On the surface, both pieces are about the status of some 50,000 undocumented Irish immigrants in the US. But the deeper issue in Quinn’s column is about the state of Irish America.
“When it comes to Ireland’s view of itself in the psyche of the United States, it seems we are still stuck in the 1960s, when “Irish” America reigned supreme,” Quinn writes. “The reality is the US has moved on. Irish America is now mainstream and any expectation of special treatment because of the past is misplaced.”
O’Dowd never directly tackles this larger issue. He disputes that Irish leaders and their political peers in Washington, D.C. are seeking special treatment for the undocumented emigrants. But he spends far more column inches in an ad hominem attack on Quinn.

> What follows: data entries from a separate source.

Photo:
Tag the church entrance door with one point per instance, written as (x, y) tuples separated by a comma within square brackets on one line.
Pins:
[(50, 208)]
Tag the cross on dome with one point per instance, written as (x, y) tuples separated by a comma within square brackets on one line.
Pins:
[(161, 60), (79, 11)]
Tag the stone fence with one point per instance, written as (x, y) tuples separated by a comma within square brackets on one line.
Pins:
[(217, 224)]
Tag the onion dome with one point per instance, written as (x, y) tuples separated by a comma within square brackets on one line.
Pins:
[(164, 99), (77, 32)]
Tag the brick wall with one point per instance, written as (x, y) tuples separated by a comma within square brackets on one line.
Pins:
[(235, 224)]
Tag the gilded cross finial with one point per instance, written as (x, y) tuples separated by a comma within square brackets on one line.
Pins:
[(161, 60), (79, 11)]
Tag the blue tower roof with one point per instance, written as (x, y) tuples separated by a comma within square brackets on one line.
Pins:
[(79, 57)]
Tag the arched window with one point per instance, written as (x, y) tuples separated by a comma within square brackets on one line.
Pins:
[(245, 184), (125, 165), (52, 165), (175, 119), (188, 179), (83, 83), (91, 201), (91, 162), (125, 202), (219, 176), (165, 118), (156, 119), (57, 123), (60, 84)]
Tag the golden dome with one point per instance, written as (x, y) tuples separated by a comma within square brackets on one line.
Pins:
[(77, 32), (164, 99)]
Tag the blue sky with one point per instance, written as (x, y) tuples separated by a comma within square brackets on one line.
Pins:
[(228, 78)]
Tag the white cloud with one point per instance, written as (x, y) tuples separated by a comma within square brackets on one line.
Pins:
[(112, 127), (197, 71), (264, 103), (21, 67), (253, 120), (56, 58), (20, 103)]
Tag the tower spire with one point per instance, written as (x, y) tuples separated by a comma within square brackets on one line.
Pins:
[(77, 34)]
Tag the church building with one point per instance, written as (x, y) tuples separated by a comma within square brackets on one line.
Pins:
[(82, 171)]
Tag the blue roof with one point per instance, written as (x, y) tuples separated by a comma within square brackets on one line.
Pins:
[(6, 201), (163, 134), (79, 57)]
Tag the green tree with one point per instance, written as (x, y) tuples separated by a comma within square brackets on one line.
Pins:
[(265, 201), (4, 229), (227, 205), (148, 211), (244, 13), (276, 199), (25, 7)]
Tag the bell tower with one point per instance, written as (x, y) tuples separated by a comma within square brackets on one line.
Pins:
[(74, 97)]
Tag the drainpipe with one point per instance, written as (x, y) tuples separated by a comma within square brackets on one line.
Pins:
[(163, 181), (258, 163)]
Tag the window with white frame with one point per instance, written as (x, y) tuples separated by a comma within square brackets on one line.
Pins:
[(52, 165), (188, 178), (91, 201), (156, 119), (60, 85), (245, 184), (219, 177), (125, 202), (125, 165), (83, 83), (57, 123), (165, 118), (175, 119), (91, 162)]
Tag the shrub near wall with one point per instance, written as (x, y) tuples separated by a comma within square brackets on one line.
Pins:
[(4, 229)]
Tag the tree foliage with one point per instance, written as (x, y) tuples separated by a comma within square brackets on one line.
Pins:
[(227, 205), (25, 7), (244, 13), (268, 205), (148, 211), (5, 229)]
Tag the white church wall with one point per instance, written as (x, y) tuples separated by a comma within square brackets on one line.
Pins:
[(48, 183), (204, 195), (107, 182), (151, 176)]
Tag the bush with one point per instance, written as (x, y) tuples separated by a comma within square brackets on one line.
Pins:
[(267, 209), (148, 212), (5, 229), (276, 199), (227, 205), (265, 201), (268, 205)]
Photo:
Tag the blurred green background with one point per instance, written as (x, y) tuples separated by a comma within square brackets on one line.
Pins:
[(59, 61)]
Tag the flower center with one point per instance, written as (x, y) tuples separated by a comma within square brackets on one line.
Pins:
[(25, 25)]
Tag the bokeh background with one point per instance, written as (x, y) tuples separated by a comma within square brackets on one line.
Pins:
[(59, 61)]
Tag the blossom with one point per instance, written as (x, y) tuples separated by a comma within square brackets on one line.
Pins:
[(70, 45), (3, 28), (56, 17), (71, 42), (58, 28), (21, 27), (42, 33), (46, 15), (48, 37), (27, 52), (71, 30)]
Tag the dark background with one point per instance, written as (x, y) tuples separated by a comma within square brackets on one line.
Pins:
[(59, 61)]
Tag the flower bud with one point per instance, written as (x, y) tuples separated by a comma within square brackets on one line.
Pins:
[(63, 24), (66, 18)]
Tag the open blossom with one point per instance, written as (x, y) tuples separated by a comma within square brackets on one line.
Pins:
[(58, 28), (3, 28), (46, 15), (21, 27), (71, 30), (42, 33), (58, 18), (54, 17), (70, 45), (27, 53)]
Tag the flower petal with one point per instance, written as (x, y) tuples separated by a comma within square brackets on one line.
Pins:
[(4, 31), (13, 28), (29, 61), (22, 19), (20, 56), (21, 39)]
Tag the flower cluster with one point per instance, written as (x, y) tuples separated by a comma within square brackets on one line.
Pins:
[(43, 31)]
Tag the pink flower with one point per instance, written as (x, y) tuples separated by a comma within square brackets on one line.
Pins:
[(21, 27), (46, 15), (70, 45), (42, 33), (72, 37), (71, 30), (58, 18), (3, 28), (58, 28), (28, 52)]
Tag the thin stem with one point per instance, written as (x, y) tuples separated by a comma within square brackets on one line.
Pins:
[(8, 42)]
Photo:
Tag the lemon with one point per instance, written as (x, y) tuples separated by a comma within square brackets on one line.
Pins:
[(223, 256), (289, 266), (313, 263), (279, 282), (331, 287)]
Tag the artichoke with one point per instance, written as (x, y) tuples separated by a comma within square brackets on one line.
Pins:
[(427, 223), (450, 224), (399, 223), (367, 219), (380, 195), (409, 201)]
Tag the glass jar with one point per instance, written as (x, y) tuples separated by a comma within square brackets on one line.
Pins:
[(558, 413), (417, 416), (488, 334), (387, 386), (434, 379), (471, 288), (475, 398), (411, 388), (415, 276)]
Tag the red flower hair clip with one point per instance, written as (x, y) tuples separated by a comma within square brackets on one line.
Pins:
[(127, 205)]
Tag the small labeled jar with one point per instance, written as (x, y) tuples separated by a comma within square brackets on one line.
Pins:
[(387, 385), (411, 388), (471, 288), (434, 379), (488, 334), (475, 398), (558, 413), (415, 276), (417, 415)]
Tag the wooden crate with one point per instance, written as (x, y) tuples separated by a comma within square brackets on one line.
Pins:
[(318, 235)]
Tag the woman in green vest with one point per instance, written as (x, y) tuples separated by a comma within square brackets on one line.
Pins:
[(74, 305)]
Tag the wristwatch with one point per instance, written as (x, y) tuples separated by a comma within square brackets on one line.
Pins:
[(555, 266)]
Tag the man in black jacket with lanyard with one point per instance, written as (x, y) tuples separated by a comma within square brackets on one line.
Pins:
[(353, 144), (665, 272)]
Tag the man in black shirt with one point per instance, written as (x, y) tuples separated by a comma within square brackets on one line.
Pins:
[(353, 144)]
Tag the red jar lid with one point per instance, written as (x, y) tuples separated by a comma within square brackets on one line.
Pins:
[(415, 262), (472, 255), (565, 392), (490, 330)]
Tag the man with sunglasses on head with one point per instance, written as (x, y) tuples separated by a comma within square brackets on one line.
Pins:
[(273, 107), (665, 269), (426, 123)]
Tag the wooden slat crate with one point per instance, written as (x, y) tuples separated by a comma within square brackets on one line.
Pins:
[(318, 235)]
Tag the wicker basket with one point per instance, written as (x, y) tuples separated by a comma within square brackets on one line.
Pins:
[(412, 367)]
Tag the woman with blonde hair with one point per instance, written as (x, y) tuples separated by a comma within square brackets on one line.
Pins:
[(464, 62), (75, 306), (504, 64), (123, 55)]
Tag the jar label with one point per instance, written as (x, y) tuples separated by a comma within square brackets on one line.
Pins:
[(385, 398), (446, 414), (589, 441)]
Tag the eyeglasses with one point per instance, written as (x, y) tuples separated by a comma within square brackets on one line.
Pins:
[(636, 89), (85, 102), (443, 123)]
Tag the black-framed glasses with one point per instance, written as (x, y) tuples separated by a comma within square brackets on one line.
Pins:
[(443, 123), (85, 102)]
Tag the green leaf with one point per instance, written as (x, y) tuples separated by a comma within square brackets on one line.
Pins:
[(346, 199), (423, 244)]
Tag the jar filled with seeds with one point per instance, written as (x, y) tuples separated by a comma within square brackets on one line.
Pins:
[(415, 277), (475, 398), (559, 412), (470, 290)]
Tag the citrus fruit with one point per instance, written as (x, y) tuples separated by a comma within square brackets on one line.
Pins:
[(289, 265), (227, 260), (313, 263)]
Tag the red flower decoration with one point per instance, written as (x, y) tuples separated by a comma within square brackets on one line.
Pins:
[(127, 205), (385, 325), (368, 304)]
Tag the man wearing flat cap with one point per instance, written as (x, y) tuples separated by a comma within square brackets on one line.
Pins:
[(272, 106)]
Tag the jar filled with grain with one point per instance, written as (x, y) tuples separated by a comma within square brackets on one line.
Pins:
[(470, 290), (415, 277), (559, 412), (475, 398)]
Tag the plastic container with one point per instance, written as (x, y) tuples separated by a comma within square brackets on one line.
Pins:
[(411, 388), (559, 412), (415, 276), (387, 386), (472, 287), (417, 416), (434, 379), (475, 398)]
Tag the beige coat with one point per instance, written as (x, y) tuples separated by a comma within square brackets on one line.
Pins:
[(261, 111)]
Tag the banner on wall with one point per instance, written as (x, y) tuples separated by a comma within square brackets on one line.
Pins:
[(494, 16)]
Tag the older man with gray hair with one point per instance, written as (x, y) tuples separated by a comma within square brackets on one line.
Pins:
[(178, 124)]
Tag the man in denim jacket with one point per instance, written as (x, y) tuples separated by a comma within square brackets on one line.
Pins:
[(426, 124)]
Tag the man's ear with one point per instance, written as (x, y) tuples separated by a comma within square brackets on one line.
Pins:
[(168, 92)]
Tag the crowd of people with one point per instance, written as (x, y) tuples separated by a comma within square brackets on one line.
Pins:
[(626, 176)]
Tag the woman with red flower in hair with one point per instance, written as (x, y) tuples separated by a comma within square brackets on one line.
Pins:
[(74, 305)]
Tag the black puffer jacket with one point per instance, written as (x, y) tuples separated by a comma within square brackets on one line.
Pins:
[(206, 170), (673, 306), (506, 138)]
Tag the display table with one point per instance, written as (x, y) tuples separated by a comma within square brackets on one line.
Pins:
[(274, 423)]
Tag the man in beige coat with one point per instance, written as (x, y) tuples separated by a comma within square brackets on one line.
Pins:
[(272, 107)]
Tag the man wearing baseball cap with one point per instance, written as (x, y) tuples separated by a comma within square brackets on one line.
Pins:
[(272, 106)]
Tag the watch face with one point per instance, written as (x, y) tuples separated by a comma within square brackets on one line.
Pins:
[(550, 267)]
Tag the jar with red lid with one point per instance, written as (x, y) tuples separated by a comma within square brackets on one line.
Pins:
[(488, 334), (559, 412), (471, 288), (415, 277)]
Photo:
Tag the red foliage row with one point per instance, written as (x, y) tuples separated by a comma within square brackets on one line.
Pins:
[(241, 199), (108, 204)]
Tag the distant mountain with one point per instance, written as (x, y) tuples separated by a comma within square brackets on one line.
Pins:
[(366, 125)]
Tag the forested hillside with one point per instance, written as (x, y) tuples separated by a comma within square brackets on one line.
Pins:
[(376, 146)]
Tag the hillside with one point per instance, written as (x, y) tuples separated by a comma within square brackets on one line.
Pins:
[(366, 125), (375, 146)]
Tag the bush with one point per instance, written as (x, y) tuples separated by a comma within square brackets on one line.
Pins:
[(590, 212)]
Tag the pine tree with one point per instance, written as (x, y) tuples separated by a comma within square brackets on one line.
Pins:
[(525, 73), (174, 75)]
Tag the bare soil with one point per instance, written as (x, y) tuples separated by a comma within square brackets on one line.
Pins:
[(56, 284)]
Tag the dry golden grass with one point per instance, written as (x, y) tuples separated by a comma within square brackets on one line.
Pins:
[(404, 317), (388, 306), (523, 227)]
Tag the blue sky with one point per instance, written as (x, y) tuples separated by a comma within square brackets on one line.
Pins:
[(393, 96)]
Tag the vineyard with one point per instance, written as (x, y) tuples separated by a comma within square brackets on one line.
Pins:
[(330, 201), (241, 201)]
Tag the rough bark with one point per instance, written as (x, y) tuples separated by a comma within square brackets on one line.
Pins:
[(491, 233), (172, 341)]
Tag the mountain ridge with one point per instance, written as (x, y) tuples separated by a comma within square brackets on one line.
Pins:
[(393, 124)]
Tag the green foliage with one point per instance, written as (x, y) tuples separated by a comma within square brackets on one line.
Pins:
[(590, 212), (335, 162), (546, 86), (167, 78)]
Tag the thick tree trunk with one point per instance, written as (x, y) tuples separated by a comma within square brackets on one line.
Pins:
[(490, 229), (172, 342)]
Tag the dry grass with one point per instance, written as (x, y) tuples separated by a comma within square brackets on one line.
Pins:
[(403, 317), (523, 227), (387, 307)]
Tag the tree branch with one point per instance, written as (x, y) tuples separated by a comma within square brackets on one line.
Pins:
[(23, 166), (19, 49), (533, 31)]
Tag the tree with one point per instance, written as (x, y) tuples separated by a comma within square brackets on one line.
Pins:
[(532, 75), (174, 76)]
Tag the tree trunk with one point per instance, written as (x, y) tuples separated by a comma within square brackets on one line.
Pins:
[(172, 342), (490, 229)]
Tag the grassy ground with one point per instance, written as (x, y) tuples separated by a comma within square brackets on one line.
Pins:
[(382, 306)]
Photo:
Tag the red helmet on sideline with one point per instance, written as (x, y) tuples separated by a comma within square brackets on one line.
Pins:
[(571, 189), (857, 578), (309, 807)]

I generally like O’Dowd’s stuff. He’s better than stooping to such tactics. He might have acknowledged that Quinn mentions one his own beefs: that the U.S. has failed to appoint an ambassador to Ireland for over two years.
Quinn’s contention that, “In 2014, an Irish-American is a lot more American than Irish” is too simplistic. That’s been true for decades and misses the point of whether there’s still a special relationship between residents and leaders of the two nations.
And he doesn’t help his credibility by referring to U.S. “midterm elections in October.” Election Day is Nov. 4.
Take a deep breath lads, then try making another run at these issues in the future.